A strategy can look amazing on its own - and still be useless (or dangerous) in a portfolio.
Correlation matters more than standalone performance.
Approaches
- Run portfolio-level backtests with realistic sizing
- Assess total portfolio risk, not individual strategy returns
If a strategy pushes portfolio drawdowns beyond tolerance, either reject it - or, if it’s clearly superior to a highly correlated strategy, replace one with the other. Another option is to run both at reduced size so they don’t amplify the same risk.
Always remember: historical drawdown is a lower bound. Leave room for worse.
6. Does the strategy survive small parameter changes?
One of the best overfitting detectors is fragility.

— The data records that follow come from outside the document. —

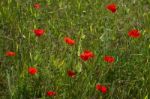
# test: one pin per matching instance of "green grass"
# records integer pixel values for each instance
(93, 27)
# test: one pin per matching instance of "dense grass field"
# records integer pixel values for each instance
(74, 49)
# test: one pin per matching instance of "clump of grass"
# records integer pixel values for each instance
(93, 28)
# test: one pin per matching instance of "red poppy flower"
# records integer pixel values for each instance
(109, 59)
(101, 88)
(112, 7)
(37, 6)
(32, 70)
(98, 87)
(69, 41)
(86, 55)
(39, 32)
(51, 93)
(134, 33)
(10, 53)
(71, 73)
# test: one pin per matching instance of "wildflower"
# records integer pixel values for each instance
(10, 53)
(39, 32)
(37, 6)
(98, 87)
(109, 59)
(32, 70)
(86, 55)
(51, 93)
(134, 33)
(71, 73)
(112, 7)
(69, 41)
(101, 88)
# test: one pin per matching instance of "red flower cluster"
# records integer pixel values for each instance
(86, 55)
(10, 53)
(134, 33)
(101, 88)
(71, 73)
(32, 70)
(69, 41)
(38, 32)
(112, 7)
(37, 6)
(109, 59)
(51, 93)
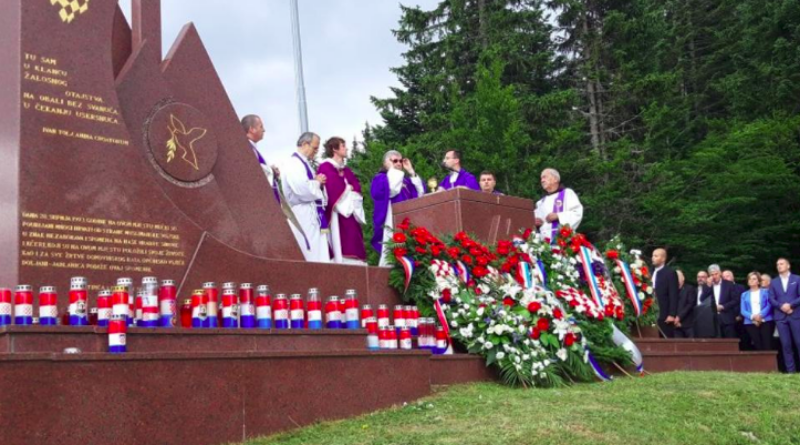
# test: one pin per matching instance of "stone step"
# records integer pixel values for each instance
(91, 339)
(762, 361)
(687, 344)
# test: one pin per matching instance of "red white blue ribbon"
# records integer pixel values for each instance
(586, 260)
(630, 289)
(461, 271)
(525, 275)
(408, 268)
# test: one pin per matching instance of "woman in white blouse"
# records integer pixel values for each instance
(757, 313)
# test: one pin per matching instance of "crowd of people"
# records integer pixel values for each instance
(325, 204)
(324, 207)
(718, 306)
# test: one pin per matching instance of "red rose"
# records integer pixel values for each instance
(480, 272)
(569, 339)
(446, 295)
(543, 324)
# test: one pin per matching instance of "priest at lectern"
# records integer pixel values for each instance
(560, 206)
(390, 186)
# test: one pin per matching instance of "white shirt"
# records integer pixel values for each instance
(785, 282)
(655, 274)
(571, 214)
(755, 303)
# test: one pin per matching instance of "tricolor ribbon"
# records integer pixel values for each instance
(586, 259)
(630, 289)
(461, 271)
(437, 306)
(525, 275)
(540, 272)
(408, 268)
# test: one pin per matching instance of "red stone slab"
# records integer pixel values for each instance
(687, 345)
(488, 217)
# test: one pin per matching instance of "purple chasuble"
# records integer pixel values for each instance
(323, 222)
(263, 161)
(379, 190)
(350, 234)
(464, 179)
(558, 207)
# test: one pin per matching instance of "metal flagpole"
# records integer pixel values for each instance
(298, 67)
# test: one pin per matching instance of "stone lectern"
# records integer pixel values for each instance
(488, 217)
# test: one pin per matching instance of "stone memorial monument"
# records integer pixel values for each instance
(117, 162)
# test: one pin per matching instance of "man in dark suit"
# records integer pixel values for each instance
(784, 296)
(704, 315)
(725, 300)
(665, 282)
(687, 300)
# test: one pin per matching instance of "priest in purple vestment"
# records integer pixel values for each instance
(458, 177)
(390, 186)
(345, 206)
(488, 183)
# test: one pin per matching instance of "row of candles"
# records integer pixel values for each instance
(155, 306)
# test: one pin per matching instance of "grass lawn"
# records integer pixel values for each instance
(673, 408)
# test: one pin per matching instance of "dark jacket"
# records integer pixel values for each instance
(667, 293)
(728, 299)
(687, 300)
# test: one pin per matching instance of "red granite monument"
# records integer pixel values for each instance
(119, 163)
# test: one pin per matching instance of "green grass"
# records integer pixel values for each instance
(674, 408)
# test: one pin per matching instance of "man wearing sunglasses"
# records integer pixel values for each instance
(396, 182)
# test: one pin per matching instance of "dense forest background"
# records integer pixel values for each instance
(676, 121)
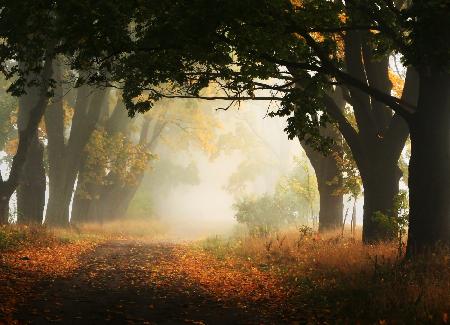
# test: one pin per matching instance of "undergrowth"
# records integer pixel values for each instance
(329, 278)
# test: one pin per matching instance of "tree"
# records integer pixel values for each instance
(65, 155)
(27, 129)
(115, 164)
(281, 34)
(161, 46)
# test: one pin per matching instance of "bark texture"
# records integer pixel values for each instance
(65, 155)
(429, 168)
(27, 128)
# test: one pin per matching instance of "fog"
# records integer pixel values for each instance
(204, 207)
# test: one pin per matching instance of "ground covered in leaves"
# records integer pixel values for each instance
(291, 278)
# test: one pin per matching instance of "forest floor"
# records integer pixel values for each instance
(284, 279)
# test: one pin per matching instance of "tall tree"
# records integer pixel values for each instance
(64, 155)
(31, 191)
(27, 129)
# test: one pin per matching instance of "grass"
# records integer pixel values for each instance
(334, 279)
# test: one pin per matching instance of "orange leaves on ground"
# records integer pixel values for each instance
(229, 279)
(57, 260)
(30, 255)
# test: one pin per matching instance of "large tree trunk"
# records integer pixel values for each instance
(27, 127)
(381, 186)
(429, 168)
(65, 159)
(331, 201)
(31, 191)
(329, 182)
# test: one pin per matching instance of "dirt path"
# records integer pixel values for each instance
(118, 284)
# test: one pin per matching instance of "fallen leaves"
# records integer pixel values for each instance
(229, 279)
(43, 256)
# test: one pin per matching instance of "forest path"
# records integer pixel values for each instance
(119, 283)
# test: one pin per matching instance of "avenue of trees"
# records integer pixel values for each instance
(326, 64)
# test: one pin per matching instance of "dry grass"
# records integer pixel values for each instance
(330, 278)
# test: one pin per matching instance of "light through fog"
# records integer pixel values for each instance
(205, 208)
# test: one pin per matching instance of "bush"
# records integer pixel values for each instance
(266, 214)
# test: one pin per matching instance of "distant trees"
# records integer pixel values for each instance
(240, 48)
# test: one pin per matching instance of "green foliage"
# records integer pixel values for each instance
(8, 108)
(291, 204)
(397, 223)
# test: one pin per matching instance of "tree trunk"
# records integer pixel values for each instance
(331, 202)
(31, 191)
(28, 124)
(65, 159)
(328, 181)
(429, 167)
(4, 204)
(381, 186)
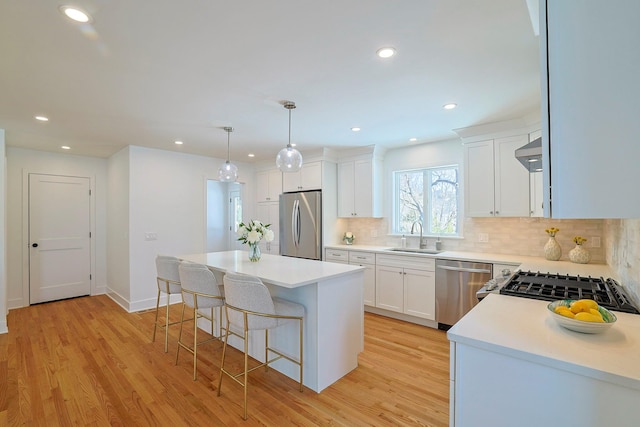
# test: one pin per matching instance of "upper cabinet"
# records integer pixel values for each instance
(590, 103)
(496, 183)
(309, 177)
(269, 185)
(359, 188)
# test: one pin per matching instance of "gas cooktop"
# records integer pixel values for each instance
(550, 287)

If small tweaks completely destroy performance, you probably optimized noise.
Approaches
- Run strategy variants
- Change one parameter at a time: entry time, delta, technical filters’ values, exit conditions
- Look for graceful degradation or improvement, not collapse
You’re not looking for magic numbers - you’re looking for stable regions.
Final thought
Backtesting isn’t about finding the perfect system.
It’s about reducing uncertainty, understanding risk, and setting expectations you can actually live with.
It’s a powerful tool - but it’s not magic. It has limitations, and its value depends entirely on how thoughtfully and realistically it’s used.
The goal isn’t to be right in hindsight -
it’s to build systems that survive long enough and generalize well.
Good luck - and may G-d guide our expectancy.